Among the bits I had no room to include was the libertarian perspective of Reason’s Sheldon Richman, “The Election Is Rigged, But Not as Trump Would Have Us Believe.” Some of his observations are reasonable enough, if suffused with the rarified air of the ivory tower or perhaps a distant planet where human behavior is an exotic subject ("viewers are more likely to reach for the remote when they hear about transcripts of speeches to Wall Street than when they hear 'locker-room banter' and insults"), but then Richman gets down to the real problem:
But there's another side to the "rigged election" charge that's bound to go unnoticed. The American political system, like all political systems, requires a good deal of peaceful cooperation to operate. This is obviously relevant to the transfer of power, which gets so much attention nowadays. This cooperation goes on in two respects: first, between the government and the subject population—government cannot rule purely through force because the ruled always substantially outnumber their rulers—and second, among the many individuals who constitute the government's branches, agencies, and bureaus...

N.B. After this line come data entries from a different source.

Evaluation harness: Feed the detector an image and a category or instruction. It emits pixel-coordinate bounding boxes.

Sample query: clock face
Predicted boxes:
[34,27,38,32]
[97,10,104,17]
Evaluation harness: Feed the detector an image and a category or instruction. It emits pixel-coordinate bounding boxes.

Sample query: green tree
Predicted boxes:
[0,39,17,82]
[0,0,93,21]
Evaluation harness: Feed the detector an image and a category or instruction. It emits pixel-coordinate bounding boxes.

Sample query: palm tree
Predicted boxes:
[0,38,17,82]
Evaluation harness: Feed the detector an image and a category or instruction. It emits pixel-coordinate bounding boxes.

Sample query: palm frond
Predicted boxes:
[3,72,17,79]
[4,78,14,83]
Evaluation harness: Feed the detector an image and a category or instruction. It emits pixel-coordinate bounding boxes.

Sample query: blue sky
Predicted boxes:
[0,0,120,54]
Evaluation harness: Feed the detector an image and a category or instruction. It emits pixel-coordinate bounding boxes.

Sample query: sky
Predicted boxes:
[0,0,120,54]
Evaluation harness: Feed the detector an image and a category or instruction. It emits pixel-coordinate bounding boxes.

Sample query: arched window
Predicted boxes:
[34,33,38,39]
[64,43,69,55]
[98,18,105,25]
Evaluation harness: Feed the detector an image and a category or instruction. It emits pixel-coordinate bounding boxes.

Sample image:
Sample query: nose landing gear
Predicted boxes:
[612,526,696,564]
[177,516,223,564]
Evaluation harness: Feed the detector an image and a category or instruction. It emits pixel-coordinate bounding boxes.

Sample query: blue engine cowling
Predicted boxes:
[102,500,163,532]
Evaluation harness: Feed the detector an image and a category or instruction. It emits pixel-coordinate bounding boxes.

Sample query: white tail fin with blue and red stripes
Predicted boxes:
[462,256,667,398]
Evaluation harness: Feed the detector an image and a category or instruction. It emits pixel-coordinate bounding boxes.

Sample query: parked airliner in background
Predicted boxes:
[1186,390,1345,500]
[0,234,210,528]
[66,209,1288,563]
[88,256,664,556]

On and on it goes for hundreds of words and with citations of Hobbes, Locke, and Roderick Long ("Now this of course does not mean that anarchists have achieved their goal of a society based purely on cooperation") till the merciful conclusion: "Finally, I think we can say that the elections are rigged but not as Trump would have us believe. They are rigged in the sense that the outcome is predetermined for power and against liberty. It'll take a change in ideology to change that." Well, with material like this, that's bound to come any day now.